In any given week, the defense focuses on one or two offensive stars. Harvard’s star, without a doubt, is quarterback Ryan Fitzpatrick. How to stop him, however, is another matter entirely.
“I don’t know that you contain him,” said head coach Tim Pendergast.
“He’s really talented. He runs well, very elusive — he’s like a very good tailback who’s also a very good quarterback. Extremely intelligent, he runs a lot of the offense right on the line of scrimmage. He’s sitting out there, and he just knows what you’re doing.”
But Fitzpatrick’s skills aren’t just limited to his running ability and field vision, he’s an all-purpose player. The Harvard junior currently leads the nation in pass efficiency rating, and total offense at 406 yards per game. Last weekend against Northeastern, when he couldn’t find a receiver, he took care of business himself, finishing the day with two rushing touchdowns as well as two in the air.
“This guy can throw the ball and he has receivers that can catch it whenever they want,” said Pendergast. “They don’t have to wait until they are behind to throw the ball. This is a team that likes to throw the ball. They like to spread you out.”
Senior free safety Neil Morrissey echoed Pendergast’s comments.
“Fitzpatrick, he’s up there to make plays. He’s going to throw first and run later, versus the other guys who run first,” he said. “So that’s the question we face, whether or not we’re ready for that, and I think we’re working on it.”
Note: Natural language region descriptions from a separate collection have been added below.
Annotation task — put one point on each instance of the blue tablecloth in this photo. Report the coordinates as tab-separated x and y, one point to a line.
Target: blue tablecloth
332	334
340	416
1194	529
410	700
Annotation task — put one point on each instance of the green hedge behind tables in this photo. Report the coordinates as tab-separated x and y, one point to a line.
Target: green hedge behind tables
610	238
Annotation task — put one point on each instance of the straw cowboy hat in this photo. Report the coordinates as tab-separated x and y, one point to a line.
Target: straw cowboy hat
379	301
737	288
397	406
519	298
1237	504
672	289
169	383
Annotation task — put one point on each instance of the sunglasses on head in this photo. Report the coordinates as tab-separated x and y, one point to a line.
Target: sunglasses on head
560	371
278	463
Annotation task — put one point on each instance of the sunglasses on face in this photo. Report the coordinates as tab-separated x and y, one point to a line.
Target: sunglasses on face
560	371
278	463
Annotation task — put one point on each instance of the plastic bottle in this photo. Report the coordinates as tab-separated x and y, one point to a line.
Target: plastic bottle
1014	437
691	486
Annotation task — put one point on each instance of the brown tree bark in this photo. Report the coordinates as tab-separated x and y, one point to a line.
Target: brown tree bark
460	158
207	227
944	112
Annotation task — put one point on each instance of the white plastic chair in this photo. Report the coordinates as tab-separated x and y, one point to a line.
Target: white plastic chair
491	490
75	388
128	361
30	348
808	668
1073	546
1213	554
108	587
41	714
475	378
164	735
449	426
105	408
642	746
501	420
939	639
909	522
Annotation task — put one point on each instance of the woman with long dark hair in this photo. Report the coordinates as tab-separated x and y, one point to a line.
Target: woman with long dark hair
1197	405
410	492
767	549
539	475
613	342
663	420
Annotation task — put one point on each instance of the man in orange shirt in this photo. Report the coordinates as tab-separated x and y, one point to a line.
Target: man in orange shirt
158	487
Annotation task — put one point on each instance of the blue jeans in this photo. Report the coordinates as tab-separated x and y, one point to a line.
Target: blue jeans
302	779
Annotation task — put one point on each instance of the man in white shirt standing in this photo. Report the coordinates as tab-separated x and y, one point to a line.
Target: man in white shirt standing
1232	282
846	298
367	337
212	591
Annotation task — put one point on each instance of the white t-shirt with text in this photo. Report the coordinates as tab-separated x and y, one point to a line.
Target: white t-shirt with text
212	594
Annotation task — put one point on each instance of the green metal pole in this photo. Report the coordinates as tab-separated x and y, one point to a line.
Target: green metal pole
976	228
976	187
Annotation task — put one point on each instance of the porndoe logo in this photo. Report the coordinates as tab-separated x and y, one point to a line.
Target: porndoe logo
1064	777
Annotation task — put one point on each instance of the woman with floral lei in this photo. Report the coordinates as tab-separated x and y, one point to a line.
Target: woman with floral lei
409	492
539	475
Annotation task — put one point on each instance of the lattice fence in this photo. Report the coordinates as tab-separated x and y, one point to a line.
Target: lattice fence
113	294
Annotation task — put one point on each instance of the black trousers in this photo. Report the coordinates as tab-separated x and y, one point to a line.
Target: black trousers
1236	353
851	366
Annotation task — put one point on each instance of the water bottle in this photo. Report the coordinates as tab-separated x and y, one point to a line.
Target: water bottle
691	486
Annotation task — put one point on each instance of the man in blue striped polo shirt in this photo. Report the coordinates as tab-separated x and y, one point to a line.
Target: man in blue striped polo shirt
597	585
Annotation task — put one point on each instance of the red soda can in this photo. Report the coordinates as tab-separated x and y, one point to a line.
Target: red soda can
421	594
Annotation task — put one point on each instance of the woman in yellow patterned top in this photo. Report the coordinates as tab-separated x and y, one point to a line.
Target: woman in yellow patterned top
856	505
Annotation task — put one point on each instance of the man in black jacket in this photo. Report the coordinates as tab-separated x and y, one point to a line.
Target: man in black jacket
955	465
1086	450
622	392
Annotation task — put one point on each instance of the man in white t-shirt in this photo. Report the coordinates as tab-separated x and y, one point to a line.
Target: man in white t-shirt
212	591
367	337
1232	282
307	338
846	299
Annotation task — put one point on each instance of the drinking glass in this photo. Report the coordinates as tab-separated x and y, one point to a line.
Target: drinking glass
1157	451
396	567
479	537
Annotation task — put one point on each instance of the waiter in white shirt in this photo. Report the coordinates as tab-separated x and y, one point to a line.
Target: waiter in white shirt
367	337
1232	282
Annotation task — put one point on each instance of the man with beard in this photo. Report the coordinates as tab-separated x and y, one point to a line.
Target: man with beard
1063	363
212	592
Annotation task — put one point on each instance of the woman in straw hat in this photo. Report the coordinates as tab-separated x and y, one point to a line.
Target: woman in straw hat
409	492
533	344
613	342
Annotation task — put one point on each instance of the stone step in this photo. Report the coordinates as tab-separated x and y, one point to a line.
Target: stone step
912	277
While the top-ranked Harvard offense rolls into Scheollkopf this weekend, it will have to contend with the Ivy League’s leading pass defense. Currently ranked 10th in the nation, Cornell’s secondary has allowed just 141 passing yards per game. The players don’t see why tomorrow will be any different.
“We are extremely excited about the fact that Harvard is coming in here with the top rated passer in the nation,” said Morrissey. “I think that poses a great challenge for our entire defense.
“I think that we’re going to throw a lot of things at Harvard that maybe they haven’t seen.”
But the same thing can be said for Harvard. After losing it’s top receiver, two-time Ivy League player of the year Carl Morris, to graduation, Harvard has found a new top wideout — Brian Edwards. Last week he hauled in seven receptions for 180 yards and two touchdowns. According to Pendergast, Edwards is just one of several weapons the defense will have to limit.
“You have to have talent around talent in order to be good,” Pendergast said. “To be the type of offense that clicks for 530 yards a game, and [Fitzpatrick] leads the nation in offense — he’s a great player.”
Still, the largest factor in limiting Harvard’s offense may not be stopping the run or the pass, it may just be Cornell stopping its own mistakes.
“It’s not that our guys aren’t playing hard, it’s not that they aren’t trying because they are,” said Pendergast of the defense. “Fundamentals — you can go back and watch tape and if a guy goes in the wrong gap, it’s a fundamental breakdown. If the guy steps the wrong way, that’s a fundamental breakdown, and it’s something we need to clean up.”
Cornell’s offense is a different story. Down 24-7 at the half last weekend, the Red mounted a 17-point comeback to knot the game in the fourth quarter. Senior quarterback Mick Razzano spearheaded the effort, throwing for 171 yards and one touchdown. Sophomore Josh Johnston led the way on the ground with 109 yards and one touchdown.
The efforts impressed Pendergast.
“The way I look at it, we scored offensively 17 points in 22 minutes,” he said. “That’s almost a point a minute, not quite, but it’s almost a point a minute. That to me is pretty good production by the offense. In addition, we only took 55 snaps, so that’s almost a point every three snaps.”
Last weekend’s second half also seems to have boosted the confidence of the team.
“We played a good game against Colgate, and we’re looking for big things against Harvard,” said senior receiver John Kellner. “It was a good stepping stone for us to come out and a and play a good second half against Colgate to get us going for this weekend.”
Still, the key to besting Harvard doesn’t lie with one side of the ball. It’ll take a team effort to pull off a win tomorrow.
“A lot of it is just consistency,” said Kellner. “It’s for us to be able to put together four quarters with all three cylinders clicking with our offense, and defense and special teams. We’ve shown signs of greatness in all of them, but we haven’t yet put it all together.”